Laboratoire Open-Science, l’exception française
L’un des objectifs principaux des cofondateurs de KYUTAI est de construire et démocratiser l’intelligence artificielle générale grâce à la science ouverte. Ainsi, l’ensemble des travaux seront accessibles librement et gratuitement, de manière à être utilisés par d’autres. Les lignes de codes ayant permis de développer le modèle d’IA pourront ainsi servir à construire d’autres modèles. À l’inverse, les Américains ont aujourd’hui tendance à garder le contrôle de leurs développements. C’est le cas d’OpenAI qui ne divulgue rien. Même Google, qui était plus porté sur l’open source, partage beaucoup moins ses avancées. Aujourd’hui, seul Meta continue de partager ses découvertes.
Les GAFAM tolèrent de moins en moins les publications scientifiques. C’est dommage, car les publications permettent de faire avancer les choses et d’attirer des talents dans ces environnements. – Rodolphe Saadé, co-fondateur de KYUTAI
Par la suite, le projet est annoncé à but non lucratif, comme l’était OpenAI à ses débuts. Le laboratoire parisien pourrait-il suivre le même chemin que le projet de Sam Altman ? Selon Xavier Niel, les modèles qui sortiront du laboratoire n’ont pas vocation à être commercialisés.
« Ça peut paraître bizarre, car nous sommes dans un pays où la philanthropie n’est pas très développée, mais, avec Rodolphe, nous ne faisons que financer ce projet. Nous sommes engagés dans la mise en place d’un bien commun, gratuit et partagé. » Xavier Niel, à propos de l’open-science.
Le recours à l’open source n’est toutefois pas une première dans l’hexagone. C’est sur cette approche que les Français Clément Delangue, Julien Chaumond et Thomas Wolf se sont appuyés pour leur plateforme collaborative Hugging Face. Désormais valorisée à plus de 4 milliards d’euros, la licorne a même été choisie par Meta pour héberger son dernier LLM (Large Language Model) Llama 2.
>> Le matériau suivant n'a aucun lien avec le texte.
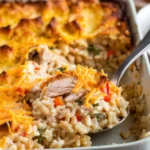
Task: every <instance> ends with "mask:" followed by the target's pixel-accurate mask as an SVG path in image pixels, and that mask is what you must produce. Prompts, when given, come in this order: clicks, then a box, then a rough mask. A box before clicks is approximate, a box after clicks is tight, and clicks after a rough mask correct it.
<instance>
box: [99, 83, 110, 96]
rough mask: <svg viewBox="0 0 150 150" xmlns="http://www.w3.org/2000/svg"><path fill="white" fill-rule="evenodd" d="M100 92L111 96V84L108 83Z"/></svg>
mask: <svg viewBox="0 0 150 150" xmlns="http://www.w3.org/2000/svg"><path fill="white" fill-rule="evenodd" d="M100 90H101V91H102V92H103V93H105V94H107V95H109V94H110V88H109V83H108V82H107V83H106V87H104V88H100Z"/></svg>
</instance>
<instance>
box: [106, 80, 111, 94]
mask: <svg viewBox="0 0 150 150" xmlns="http://www.w3.org/2000/svg"><path fill="white" fill-rule="evenodd" d="M106 91H107V94H108V95H109V94H110V88H109V83H108V82H107V83H106Z"/></svg>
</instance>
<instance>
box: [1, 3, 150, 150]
mask: <svg viewBox="0 0 150 150" xmlns="http://www.w3.org/2000/svg"><path fill="white" fill-rule="evenodd" d="M124 11H125V7H124V5H121V4H119V3H118V2H116V1H113V2H109V1H99V0H47V1H38V2H31V1H30V2H14V1H13V2H1V3H0V37H1V38H0V58H1V59H0V93H1V94H0V112H1V113H0V138H1V139H0V147H1V149H12V150H17V149H18V150H19V149H21V150H23V149H44V148H65V147H84V146H91V145H92V142H91V138H90V135H89V134H90V133H96V132H98V131H99V130H102V129H104V128H112V127H113V126H115V125H117V124H118V123H119V121H120V120H121V119H122V118H125V117H126V116H127V109H128V108H129V106H130V109H131V111H132V112H135V114H136V115H135V119H136V121H137V122H138V125H137V124H136V125H134V126H133V127H132V128H131V133H128V134H126V133H121V136H122V137H124V138H127V137H128V136H129V134H134V135H136V137H137V138H138V139H139V138H144V137H146V136H149V133H148V132H147V131H146V127H145V126H146V123H145V120H147V117H146V118H143V117H142V119H141V116H142V114H143V111H144V106H145V101H144V99H142V102H141V101H140V100H139V99H140V98H141V97H142V96H141V95H142V87H141V85H140V84H139V83H132V84H131V85H128V86H123V87H122V88H121V87H116V86H115V85H113V84H112V83H111V82H110V81H109V79H108V76H109V77H110V76H111V75H112V74H113V73H114V71H115V70H116V69H117V68H118V66H119V65H120V64H121V63H122V61H123V60H124V59H125V58H126V57H127V56H128V55H129V54H130V52H131V51H132V49H133V47H134V45H133V43H132V40H131V32H130V30H129V25H128V18H127V16H126V15H125V12H124ZM131 69H132V67H131ZM107 74H108V75H107ZM122 89H126V90H127V92H126V91H125V90H124V91H123V93H122ZM131 90H132V92H131ZM137 101H138V102H139V103H138V105H139V107H137V105H136V104H137ZM140 122H143V123H140ZM139 124H144V125H145V126H140V125H139ZM137 130H139V132H138V133H137V132H136V131H137Z"/></svg>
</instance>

Le développement de l’Intelligence Artificielle en France
C’est l’un des objectifs du plan France 2030, présenté par le président de la République, Emmanuel Macron : faire de la France une pionnière de l’innovation en 2030. Le Comité de l’intelligence artificielle générative a ainsi été lancé le 19 septembre 2023, réunissant des acteurs de différents secteurs (culturel, économique, technologique, de recherche). Ces derniers ont pour objectif de contribuer à éclairer les décisions du Gouvernement, pour faire du pays une référence en matière d’intelligence artificielle.
Tous les ingrédients sont réunis dans l’hexagone pour parvenir à cet objectif. Le pays dispose d’une recherche mathématique de haut niveau ainsi que d’une grosse puissance de calcul, avec le supercalculateur Jean Zay. Celui-ci a déjà permis de créer le grand modèle de langage BLOOM, pour BigScience Large Open-science Open-access Multilingual Language Model.
Et n’oublions pas que KYUTAI n’est pas le premier laboratoire d’IA français à se lancer dans la course à l’IA. Fondée en 2023, la startup Mistral AI est parvenue à développer son assistant virtuel, Le Chat, en un temps record. Une levée de fonds de 105 millions d’euros a porté sa valorisation à plus de 200 millions d’euros. Notez que parmi les investisseurs, on retrouve les trois cofondateurs de KYUTAI.
Reste désormais à savoir si KYUTAI sera en mesure de rivaliser avec les géants de la Tech, comme OpenAI, Google ou Facebook. Avec la sortie prévue du premier agent conversationnel du projet en septembre 2024, l’accent sera mis sur la capacité de KYUTAI à innover dans le domaine de l’intelligence artificielle conversationnelle et à proposer des solutions compétitives sur le marché.